For someone like Yinzhong, after so many years devoted to the endless sutras, this was like a breath of fresh air. Previously, his only option was learning from those who lacked a complete understanding, and could only offer approximations. Now, he was suddenly able to converse with someone who experienced enlightenment firsthand. No wonder he felt it was like going from rocks to gold!

Huineng, no longer a fugitive, settled down to begin his dharmic ministry. From time to time, he reflected on the dramatic events of his past. The more he looked at how destiny unfolded for himself and others, the more he could perceive the karmic patterns woven into the fabric of life.

In that perception, there were no accidents. Everything happened for a reason, and for a greater purpose. In just the same way, it is no accident that brought you to this page, reading these words.
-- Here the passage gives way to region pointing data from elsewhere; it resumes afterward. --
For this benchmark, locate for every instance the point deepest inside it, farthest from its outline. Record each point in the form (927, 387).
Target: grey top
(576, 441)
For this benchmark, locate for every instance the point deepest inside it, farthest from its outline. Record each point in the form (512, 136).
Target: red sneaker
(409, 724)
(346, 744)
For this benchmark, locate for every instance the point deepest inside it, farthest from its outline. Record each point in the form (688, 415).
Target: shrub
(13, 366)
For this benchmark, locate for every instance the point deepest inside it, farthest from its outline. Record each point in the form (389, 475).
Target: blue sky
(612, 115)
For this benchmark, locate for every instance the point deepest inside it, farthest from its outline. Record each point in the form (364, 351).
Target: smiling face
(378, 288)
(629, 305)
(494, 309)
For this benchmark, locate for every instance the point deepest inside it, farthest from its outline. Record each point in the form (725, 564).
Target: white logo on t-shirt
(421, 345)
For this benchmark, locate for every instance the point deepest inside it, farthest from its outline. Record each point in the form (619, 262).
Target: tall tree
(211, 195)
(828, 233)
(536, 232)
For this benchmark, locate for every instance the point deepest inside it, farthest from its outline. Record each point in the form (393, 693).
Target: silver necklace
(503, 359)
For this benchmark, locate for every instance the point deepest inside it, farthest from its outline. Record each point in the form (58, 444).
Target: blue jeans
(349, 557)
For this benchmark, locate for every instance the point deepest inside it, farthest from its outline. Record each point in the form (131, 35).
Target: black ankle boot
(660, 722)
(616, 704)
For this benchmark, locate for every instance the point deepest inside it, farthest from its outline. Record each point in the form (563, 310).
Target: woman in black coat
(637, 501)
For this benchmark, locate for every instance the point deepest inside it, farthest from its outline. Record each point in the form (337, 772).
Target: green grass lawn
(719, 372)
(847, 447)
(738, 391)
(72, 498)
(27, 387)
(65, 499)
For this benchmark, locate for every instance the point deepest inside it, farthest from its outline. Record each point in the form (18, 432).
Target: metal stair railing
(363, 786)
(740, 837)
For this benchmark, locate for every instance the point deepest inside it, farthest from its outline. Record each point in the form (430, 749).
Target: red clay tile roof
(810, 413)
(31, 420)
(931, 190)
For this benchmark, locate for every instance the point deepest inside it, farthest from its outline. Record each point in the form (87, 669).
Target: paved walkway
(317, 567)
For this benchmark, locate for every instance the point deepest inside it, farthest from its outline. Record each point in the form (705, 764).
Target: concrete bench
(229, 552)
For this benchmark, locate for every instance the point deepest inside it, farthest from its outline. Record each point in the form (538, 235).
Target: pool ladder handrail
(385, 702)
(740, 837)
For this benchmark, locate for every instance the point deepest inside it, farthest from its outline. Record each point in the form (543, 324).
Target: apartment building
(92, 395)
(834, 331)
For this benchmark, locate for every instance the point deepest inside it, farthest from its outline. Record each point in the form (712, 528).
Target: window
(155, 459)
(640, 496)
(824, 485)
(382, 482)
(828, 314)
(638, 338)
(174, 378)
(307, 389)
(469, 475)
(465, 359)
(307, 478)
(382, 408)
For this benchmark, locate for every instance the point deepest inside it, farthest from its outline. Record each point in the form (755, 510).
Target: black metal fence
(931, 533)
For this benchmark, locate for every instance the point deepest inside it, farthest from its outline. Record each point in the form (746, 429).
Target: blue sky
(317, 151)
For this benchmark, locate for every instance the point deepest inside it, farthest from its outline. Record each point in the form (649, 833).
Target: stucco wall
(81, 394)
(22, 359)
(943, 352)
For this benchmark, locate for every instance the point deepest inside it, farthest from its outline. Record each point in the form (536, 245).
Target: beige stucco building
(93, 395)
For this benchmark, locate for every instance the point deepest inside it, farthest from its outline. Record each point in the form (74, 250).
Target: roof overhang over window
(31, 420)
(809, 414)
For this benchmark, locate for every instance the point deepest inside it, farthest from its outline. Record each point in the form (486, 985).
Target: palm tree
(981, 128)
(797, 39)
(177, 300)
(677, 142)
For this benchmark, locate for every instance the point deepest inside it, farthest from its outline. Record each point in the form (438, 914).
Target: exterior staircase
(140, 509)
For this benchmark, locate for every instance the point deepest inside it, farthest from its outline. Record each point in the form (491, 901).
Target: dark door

As Huineng said, there must be some sort of karmic affinity at work here, to let us come together like this, and share the dharma with one another.

The oneness that the Buddha taught can be ours. All we need to do is clear the mind and quiet the thoughts. This may be one of the most difficult lessons we will ever attempt, although one certainly cannot deny its nature is simplicity itself. We should count ourselves fortunate to even be aware of it. That gratitude is the perfect mindset for us… as this chapter comes to a close.